Después le apareció Jehová en el encinar de Mamre, estando él sentado a la puerta de su tienda en el calor del día.
El hogar de Abraham, al igual que el hogar de Betania, fue un lugar donde el Señor halló descanso y renovaba sus fuerzas. Jesús desea tener comunión con nosotros, pues dijo: “He aquí, yo estoy a la puerta y llamo; si alguno oye mi voz y abre la puerta, entraré a él, y cenaré con él, y él conmigo” (Ap. 3:20). Además, nosotros también podemos disfrutar de estas dulces manifestaciones de su presencia, pues nos dice: “El que tiene mis mandamientos, y los guarda, ese es el que me ama; y el que me ama, será amado por mi Padre, y yo le amaré, y me manifestaré a él” (Jn. 14:21).
¡Cuántas veces el Señor se nos ha manifestado, pero por estar al “calor del día”, llenos de distracciones, hemos perdido la oportunidad de disfrutar su presencia, pues ni siquiera fuimos conscientes de ella! Quizás pasó por delante de Lot, pero él estaba demasiado ocupado en las puertas de Sodoma, y no estaba en condiciones de recibirlo. Más tarde se le aparecieron dos ángeles, pero fue para anunciarle el juicio.

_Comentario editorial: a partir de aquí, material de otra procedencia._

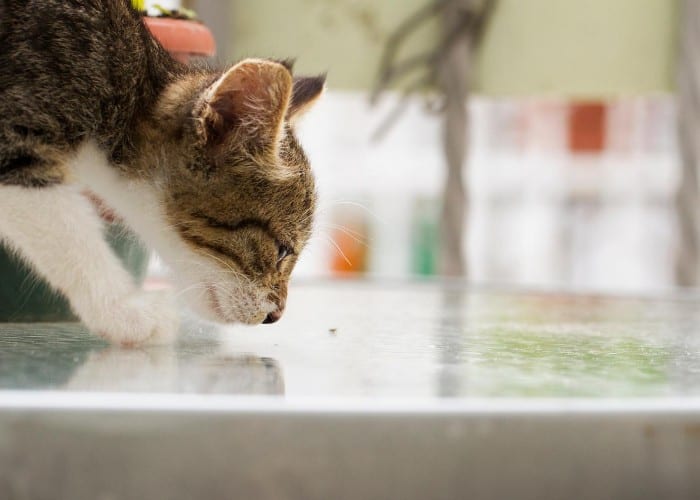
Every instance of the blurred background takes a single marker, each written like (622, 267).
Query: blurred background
(544, 143)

Abraham no pudo ocultar su alegría cuando vio y reconoció al Señor. Del mismo modo, en Juan 20, los discípulos también se llenaron de alegría al ver al Señor. ¿Sentimos lo mismo, por ejemplo, en el día del Señor? Abraham tuvo el privilegio de servir al Señor sin obstáculos, pues tenía todo a mano para recibir a sus visitantes. La adoración consiste en presentar al Padre lo que habla de Cristo y lo que hemos recogido espiritualmente durante la semana; emana de la comunión diaria con el Señor. Es penoso ver tantas bocas cerradas cuando nos reunimos para hacer memoria de él. ¿Por qué? ¿Ni siquiera “cinco palabras” de agradecimiento (véase 1 Co. 14:19)? La culpa es nuestra. No hemos caminado en comunión diaria con nuestro Señor, pasando tiempo en oración y leyendo la Palabra de Dios. Me temo que le estamos robando el honor que tanto merece. Corrijamos esto sin demora.